Internet est devenu notre grande mémoire collective.

Tout ce qui passe sur la toile y reste prisonnier.

Sauf à détenir la clé d’accès d’un site, personne ne peut en modifier le contenu et effacer ce qui s’y trouve.

Combien de demandeurs d’emploi, soucieux de faire bonne figure, se sont par exemple trouvés piégés par la mention de leur nom ou la présence de leur photo dans un site peu recommandable !

Grande mémoire de notre humanité, Internet en est aussi la grande poubelle.

Tout s’y entasse et s’y nivelle : accumulation effrayante qui n’autorise aucun oubli.

Cette mémoire n’est-elle pas l’usurpation d’une qualité jadis réservée à Dieu : celle de tout savoir et de tout garder ?

Heureuse mémoire vive qu’est ce Dieu, alpha et oméga de toutes vies, pour qui tout compte, et qui résiste ainsi à l’impermanence des choses, au morne passage du temps qui, indifférent à ce qui est, use le souvenir et force l’oubli.

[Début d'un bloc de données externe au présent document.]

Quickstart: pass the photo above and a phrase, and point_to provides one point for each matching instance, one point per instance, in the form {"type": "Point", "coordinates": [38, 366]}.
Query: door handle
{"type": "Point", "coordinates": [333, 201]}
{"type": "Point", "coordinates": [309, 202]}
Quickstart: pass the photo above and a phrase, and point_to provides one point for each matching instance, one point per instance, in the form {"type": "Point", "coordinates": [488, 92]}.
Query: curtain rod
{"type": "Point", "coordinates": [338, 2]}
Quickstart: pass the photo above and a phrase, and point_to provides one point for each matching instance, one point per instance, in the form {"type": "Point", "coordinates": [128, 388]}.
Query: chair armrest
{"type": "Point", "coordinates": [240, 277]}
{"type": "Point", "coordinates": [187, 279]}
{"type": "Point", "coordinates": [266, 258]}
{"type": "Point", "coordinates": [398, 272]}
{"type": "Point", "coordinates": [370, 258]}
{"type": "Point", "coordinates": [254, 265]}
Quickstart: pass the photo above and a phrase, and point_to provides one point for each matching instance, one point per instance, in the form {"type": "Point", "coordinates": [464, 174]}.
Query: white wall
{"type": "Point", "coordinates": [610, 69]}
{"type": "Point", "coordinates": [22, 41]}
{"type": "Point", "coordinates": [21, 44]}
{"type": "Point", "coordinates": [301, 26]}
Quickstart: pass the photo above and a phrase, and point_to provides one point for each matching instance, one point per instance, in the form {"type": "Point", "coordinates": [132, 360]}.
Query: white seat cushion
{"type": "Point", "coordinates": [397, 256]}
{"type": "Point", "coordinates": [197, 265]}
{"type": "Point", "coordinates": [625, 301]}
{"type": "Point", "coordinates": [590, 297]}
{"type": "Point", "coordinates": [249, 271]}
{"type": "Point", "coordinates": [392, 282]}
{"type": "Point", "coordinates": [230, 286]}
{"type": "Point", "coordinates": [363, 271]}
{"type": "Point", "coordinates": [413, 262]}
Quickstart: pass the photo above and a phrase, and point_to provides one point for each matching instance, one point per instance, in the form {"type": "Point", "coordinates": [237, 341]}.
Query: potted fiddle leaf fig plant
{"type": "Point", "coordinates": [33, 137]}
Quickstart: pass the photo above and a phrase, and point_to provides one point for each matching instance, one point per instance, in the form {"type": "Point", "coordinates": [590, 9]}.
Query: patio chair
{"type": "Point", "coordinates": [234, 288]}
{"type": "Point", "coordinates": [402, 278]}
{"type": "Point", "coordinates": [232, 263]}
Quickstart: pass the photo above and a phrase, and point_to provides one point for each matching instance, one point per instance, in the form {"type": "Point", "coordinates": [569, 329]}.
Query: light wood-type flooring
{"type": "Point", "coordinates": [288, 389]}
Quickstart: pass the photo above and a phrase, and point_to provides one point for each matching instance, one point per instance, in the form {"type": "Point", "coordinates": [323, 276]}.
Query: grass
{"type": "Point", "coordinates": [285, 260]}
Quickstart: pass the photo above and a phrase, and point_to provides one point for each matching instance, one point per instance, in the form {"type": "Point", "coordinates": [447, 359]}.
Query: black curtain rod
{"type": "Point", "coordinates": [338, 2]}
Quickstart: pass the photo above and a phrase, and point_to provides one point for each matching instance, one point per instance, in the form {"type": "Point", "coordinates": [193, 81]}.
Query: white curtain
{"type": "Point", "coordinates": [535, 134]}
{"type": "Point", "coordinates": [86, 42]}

Mémoire heureuse qui, à l’inverse d’Internet, reste une mémoire cachée et inaccessible ! Ne dit-on pas couramment que la vérité ultime d’une personne lui échappe et se trouve en Dieu seul ?

Mais ce Dieu de mémoire, n’est-il pas lui aussi… terrifiant ? On se souvient de Nietzsche qui fondait notamment son athéisme sur l’indécence d’un Dieu qui se rappelle tout. Devant ce Dieu, peut-on en effet se tenir sans honte et être autre chose que coupable ?

Pour retrouver le Dieu que raconte le Christ, celui de la créativité, de l’amour gratuit et du renouvellement, il nous faudrait aussi croire en un Dieu de l’oubli.

Car un Dieu capable d’oublier serait le porteur d’une mémoire sélective et non mécanique. Une mémoire qui garderait de nous et du monde, non pas le tout, mais juste le meilleur. Un Dieu de toutes nos amours et de nos grâces !

Un Dieu à la mémoire infiniment plus précieuse qu’Internet.